---
title: 'Sum Score, Factor Score, and Reliability'
date: 'Mar 12 2024'
image: "Sim_FactorScore_NetworkScore_Correlation.png"
categories:
- Scoring
- Reliability
- CTT
- Factor Analysis
execute:
warning: false
message: false
citation: true
format:
html:
code-fold: true
code-line-numbers: false
bibliography: references.bib
csl: apa.csl
---
Network psychometrics has become an alternative approach to factor analysis and item response theory in multiple fields of psychology and education, such as psychopathology, personality, measurement validation, and dimensionality determancy etc. However, individual scoring differences between psychometric network analysis and traditional psychometric modeling has not been well investigated. Some questions arise regarding individual scoring:
1. What will be individual scores in psychometric network analysis? Or, how can we evaluate the average level of each individuals?

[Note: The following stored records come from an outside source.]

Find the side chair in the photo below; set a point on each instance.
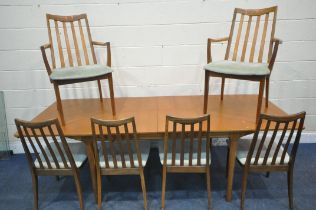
(118, 151)
(73, 57)
(253, 60)
(53, 156)
(186, 150)
(271, 150)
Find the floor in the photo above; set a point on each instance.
(184, 191)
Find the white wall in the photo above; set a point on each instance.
(158, 48)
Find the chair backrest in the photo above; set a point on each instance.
(187, 135)
(46, 140)
(257, 35)
(67, 33)
(278, 133)
(118, 140)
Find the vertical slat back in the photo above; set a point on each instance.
(246, 39)
(272, 149)
(117, 142)
(238, 37)
(68, 44)
(41, 138)
(254, 40)
(189, 136)
(74, 36)
(251, 35)
(78, 45)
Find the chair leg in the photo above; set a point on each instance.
(208, 183)
(110, 79)
(267, 91)
(164, 174)
(59, 104)
(206, 87)
(142, 180)
(222, 88)
(227, 159)
(99, 192)
(290, 187)
(243, 188)
(100, 90)
(260, 96)
(79, 190)
(35, 190)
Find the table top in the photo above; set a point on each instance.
(235, 114)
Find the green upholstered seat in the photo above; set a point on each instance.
(80, 72)
(244, 145)
(238, 68)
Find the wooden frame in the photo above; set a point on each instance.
(272, 52)
(294, 125)
(26, 131)
(192, 134)
(122, 137)
(64, 20)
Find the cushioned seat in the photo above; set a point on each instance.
(78, 151)
(186, 155)
(238, 68)
(243, 148)
(80, 72)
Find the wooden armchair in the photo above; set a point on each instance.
(53, 156)
(118, 152)
(78, 49)
(270, 150)
(242, 63)
(190, 153)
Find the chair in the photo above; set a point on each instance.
(242, 64)
(117, 151)
(270, 150)
(53, 156)
(78, 43)
(190, 153)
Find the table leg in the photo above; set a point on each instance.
(93, 174)
(233, 143)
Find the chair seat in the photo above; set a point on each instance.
(243, 148)
(78, 151)
(80, 72)
(238, 68)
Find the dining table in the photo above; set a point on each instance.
(231, 118)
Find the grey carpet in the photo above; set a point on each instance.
(184, 191)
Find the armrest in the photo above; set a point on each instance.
(43, 50)
(209, 45)
(108, 48)
(277, 40)
(274, 49)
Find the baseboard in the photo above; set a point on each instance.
(16, 146)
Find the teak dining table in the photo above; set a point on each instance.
(233, 118)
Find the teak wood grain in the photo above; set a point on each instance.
(232, 118)
(243, 19)
(59, 30)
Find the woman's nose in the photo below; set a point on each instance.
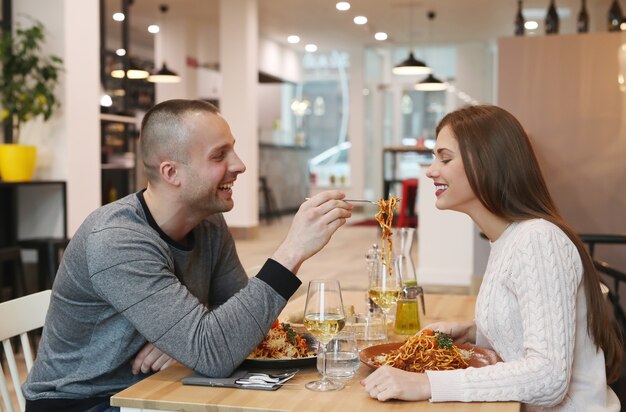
(430, 171)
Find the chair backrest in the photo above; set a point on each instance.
(20, 316)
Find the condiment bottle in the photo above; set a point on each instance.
(407, 313)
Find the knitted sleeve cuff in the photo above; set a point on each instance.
(445, 386)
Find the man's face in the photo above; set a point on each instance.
(213, 166)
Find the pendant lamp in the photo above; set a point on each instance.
(411, 66)
(128, 68)
(164, 74)
(430, 83)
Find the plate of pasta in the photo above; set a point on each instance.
(430, 350)
(283, 347)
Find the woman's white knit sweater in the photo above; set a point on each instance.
(531, 310)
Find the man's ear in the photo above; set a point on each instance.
(169, 173)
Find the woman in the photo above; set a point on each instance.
(540, 306)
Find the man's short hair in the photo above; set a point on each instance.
(164, 132)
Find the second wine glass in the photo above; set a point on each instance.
(324, 317)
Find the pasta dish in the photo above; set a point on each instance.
(427, 351)
(384, 217)
(281, 342)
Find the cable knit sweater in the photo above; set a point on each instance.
(531, 310)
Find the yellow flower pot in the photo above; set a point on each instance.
(17, 162)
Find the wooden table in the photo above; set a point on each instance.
(164, 391)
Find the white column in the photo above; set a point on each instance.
(356, 124)
(171, 45)
(238, 104)
(69, 144)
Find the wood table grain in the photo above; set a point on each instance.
(164, 391)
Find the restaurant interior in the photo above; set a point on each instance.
(311, 92)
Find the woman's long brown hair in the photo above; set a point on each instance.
(503, 172)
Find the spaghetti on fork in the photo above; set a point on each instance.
(384, 217)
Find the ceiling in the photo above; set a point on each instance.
(318, 21)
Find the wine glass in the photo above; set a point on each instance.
(385, 284)
(324, 317)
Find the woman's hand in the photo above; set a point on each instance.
(387, 383)
(461, 332)
(150, 358)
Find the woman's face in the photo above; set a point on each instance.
(452, 188)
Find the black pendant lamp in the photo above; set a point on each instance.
(411, 66)
(164, 74)
(431, 84)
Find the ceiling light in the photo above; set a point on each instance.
(163, 75)
(381, 35)
(531, 25)
(106, 101)
(137, 73)
(118, 73)
(431, 84)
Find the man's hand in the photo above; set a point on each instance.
(150, 358)
(461, 332)
(312, 227)
(390, 383)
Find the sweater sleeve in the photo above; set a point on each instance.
(135, 277)
(545, 272)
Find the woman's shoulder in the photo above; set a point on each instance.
(542, 231)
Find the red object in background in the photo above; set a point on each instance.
(407, 216)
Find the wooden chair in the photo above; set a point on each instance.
(20, 316)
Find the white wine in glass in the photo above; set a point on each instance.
(324, 317)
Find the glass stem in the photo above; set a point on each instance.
(324, 352)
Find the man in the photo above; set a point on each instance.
(160, 266)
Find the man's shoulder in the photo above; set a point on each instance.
(124, 214)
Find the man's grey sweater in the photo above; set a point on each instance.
(123, 282)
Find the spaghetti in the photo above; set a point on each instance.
(427, 351)
(281, 342)
(384, 217)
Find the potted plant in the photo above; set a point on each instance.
(28, 79)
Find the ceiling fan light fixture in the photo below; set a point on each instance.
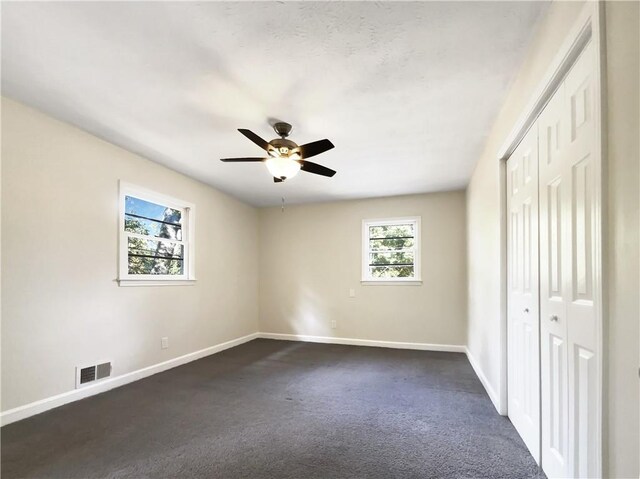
(283, 167)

2. If we can build individual scoring in psychometric network, what is the relationship between this scoring with factor scores.
3. How can we use this scoring method to evaluate measurement quality, such as reliability or validity?
To answer these questions, we first need to review how individuals are scored in factor analysis method and classical test theory. Borrowing the theoretical framework and purpose of factor scoring, we can construct the scoring method for psychometric network. Then, we can show that there are statistical relationship between network scores with factor scores. Thus, depending on the psychometric methods researchers use, they can be free to use either factor score or network score to report. They can also compute the other without constructing the other model.
Overall, the purpose of this post is to illustrate the definition, assumption, psychometric properties, usage, and interpretation of factor scores in Structural Equation Models (SEM), and how those features of factor scores compare to sum scores in Classical Test Theory (CTT). This post is inspired by Dr. Templin's [2022 presentation](https://jonathantemplin.com/wp-content/uploads/2022/10/sem15pre906_lecture11.pdf).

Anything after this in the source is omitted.